A member of the Přemyslid dynasty, he was the son of Prince Otto I of Olomouc and Euphemia, daughter of King Béla I of Hungary. His father was the youngest son of Duke Bretislaus I of Bohemia. When Bretislaus died in 1055, the Bohemian ducal dignity first passed to his eldest son, Svatopluk's uncle Spytihněv II, and upon Spytihněv's early death in 1061, it passed to Bretislaus's second son Vratislaus II, according to the patrilineal principle of agnatic seniority.
Vratislaus, who had received the title of a Bohemian king by order of Holy Roman Emperor Henry IV in 1086, elevated Svatopluk's father Otto (the fourth son of Bretislaus I) to the rank of a prince at Olomouc in Moravia. However, when his father died the next year, young Savatopluk had to yield the inheritance claims raised by Bretislaus's third son, his uncle Conrad I, who took over the rule in the Moravian lands.

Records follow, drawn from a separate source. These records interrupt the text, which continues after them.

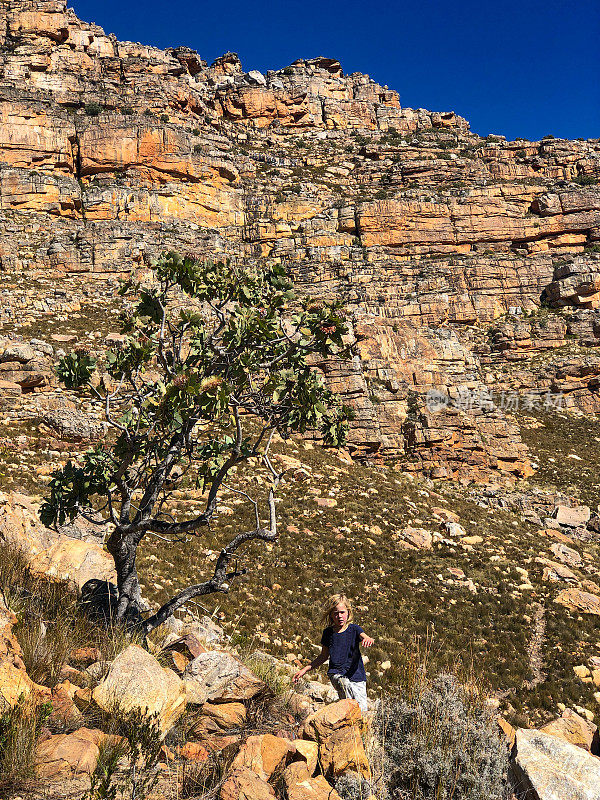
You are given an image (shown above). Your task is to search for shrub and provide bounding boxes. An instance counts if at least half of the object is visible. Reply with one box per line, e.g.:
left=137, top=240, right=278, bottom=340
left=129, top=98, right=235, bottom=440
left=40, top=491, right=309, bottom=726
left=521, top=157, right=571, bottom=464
left=88, top=706, right=162, bottom=800
left=83, top=103, right=104, bottom=117
left=0, top=696, right=52, bottom=797
left=374, top=674, right=509, bottom=800
left=0, top=540, right=136, bottom=687
left=335, top=772, right=373, bottom=800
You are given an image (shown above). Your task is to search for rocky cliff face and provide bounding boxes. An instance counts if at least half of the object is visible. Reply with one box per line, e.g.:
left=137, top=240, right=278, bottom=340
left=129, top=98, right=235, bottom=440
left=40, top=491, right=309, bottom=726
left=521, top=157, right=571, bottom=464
left=0, top=0, right=600, bottom=478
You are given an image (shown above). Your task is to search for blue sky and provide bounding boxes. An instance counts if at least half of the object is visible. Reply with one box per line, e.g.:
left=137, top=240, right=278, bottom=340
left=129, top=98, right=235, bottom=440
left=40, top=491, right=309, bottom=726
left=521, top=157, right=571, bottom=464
left=71, top=0, right=600, bottom=140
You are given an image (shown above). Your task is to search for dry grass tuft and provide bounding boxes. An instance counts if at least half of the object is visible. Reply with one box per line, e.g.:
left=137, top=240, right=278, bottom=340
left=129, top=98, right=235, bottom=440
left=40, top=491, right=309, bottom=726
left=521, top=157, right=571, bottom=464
left=0, top=697, right=52, bottom=797
left=372, top=644, right=510, bottom=800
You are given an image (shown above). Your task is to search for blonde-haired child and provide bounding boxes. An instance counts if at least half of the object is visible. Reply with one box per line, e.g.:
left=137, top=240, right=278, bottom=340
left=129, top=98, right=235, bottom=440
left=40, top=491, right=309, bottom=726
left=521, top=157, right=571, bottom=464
left=292, top=594, right=373, bottom=714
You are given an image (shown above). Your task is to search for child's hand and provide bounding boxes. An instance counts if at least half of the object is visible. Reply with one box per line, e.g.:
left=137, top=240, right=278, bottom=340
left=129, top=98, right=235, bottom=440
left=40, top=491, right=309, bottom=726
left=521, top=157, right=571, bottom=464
left=292, top=667, right=310, bottom=683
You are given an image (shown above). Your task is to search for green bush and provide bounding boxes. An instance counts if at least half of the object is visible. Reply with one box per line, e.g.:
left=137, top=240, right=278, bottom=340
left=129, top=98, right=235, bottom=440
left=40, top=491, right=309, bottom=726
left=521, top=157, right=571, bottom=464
left=83, top=103, right=104, bottom=117
left=374, top=674, right=510, bottom=800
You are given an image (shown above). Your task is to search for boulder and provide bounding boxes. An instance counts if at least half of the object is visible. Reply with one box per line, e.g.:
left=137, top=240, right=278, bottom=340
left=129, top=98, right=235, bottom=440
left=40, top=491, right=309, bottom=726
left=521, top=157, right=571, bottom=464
left=43, top=407, right=105, bottom=442
left=283, top=761, right=341, bottom=800
left=92, top=644, right=186, bottom=734
left=554, top=588, right=600, bottom=616
left=0, top=661, right=37, bottom=711
left=304, top=700, right=371, bottom=778
left=550, top=542, right=582, bottom=567
left=394, top=525, right=433, bottom=550
left=177, top=742, right=208, bottom=762
left=49, top=681, right=84, bottom=730
left=35, top=728, right=105, bottom=778
left=304, top=700, right=364, bottom=742
left=183, top=650, right=265, bottom=703
left=193, top=703, right=246, bottom=737
left=554, top=505, right=591, bottom=528
left=31, top=537, right=116, bottom=589
left=162, top=633, right=206, bottom=673
left=231, top=733, right=295, bottom=781
left=0, top=492, right=56, bottom=556
left=302, top=681, right=339, bottom=703
left=292, top=739, right=319, bottom=775
left=444, top=520, right=467, bottom=537
left=219, top=768, right=275, bottom=800
left=540, top=708, right=600, bottom=755
left=511, top=729, right=600, bottom=800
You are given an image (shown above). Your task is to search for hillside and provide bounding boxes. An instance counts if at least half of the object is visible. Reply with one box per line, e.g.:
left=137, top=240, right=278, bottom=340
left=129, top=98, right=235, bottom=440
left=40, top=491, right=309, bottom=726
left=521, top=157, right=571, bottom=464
left=0, top=0, right=600, bottom=780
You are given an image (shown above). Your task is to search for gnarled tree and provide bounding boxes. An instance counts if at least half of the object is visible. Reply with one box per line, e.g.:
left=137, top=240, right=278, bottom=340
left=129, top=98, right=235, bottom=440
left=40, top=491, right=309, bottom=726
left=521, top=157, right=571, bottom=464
left=41, top=252, right=349, bottom=633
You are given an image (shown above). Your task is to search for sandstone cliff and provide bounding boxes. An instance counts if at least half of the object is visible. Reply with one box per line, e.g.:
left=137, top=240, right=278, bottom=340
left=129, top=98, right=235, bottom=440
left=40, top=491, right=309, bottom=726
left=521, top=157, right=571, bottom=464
left=0, top=0, right=600, bottom=478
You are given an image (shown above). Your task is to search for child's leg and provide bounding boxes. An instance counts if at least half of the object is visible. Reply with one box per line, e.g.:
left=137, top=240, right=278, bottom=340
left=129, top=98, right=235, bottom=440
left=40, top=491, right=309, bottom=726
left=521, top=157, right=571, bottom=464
left=329, top=675, right=367, bottom=714
left=345, top=678, right=367, bottom=715
left=329, top=675, right=349, bottom=700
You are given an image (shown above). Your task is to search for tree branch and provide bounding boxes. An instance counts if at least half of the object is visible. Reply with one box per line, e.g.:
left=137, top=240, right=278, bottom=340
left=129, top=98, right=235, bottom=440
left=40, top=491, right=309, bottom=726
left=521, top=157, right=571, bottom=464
left=142, top=528, right=277, bottom=635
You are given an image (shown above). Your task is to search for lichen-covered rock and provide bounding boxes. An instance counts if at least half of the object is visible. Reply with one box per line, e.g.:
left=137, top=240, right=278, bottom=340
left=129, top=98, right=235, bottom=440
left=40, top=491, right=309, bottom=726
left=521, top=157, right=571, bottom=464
left=219, top=767, right=275, bottom=800
left=283, top=762, right=341, bottom=800
left=540, top=708, right=600, bottom=756
left=35, top=728, right=114, bottom=780
left=183, top=650, right=264, bottom=703
left=92, top=644, right=186, bottom=734
left=512, top=729, right=600, bottom=800
left=303, top=700, right=371, bottom=777
left=231, top=733, right=294, bottom=781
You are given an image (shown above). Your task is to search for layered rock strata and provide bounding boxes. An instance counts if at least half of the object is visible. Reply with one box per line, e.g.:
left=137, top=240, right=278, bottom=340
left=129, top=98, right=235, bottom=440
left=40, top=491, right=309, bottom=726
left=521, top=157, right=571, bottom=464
left=0, top=0, right=600, bottom=478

Svatopluk himself received the title Prince of Olomouc in 1091, but again had to wait to ascend the Bohemian throne. At the death of Duke Conrad in 1092 after eight months of rule, the Bohemian throne was awarded to Bretislaus II, the son of the late King Vratislaus, according to the rules of agnatic seniority. Nevertheless, the enmity with the Moravian branch of the Přemyslids increased, more so when Duke Bretislaus II appointed his half-brother Bořivoj II ruler of the Moravian lands and made an application to Emperor Henry IV to acknowledge Bořivoj's succession as Bohemian duke, thus precipitating a civil war with the sons of his uncle Conrad I. In 1099, he prevailed when the Emperor had an Imperial charter written out, and after the death of Bretislaus II in 1100, Bořivoj took power.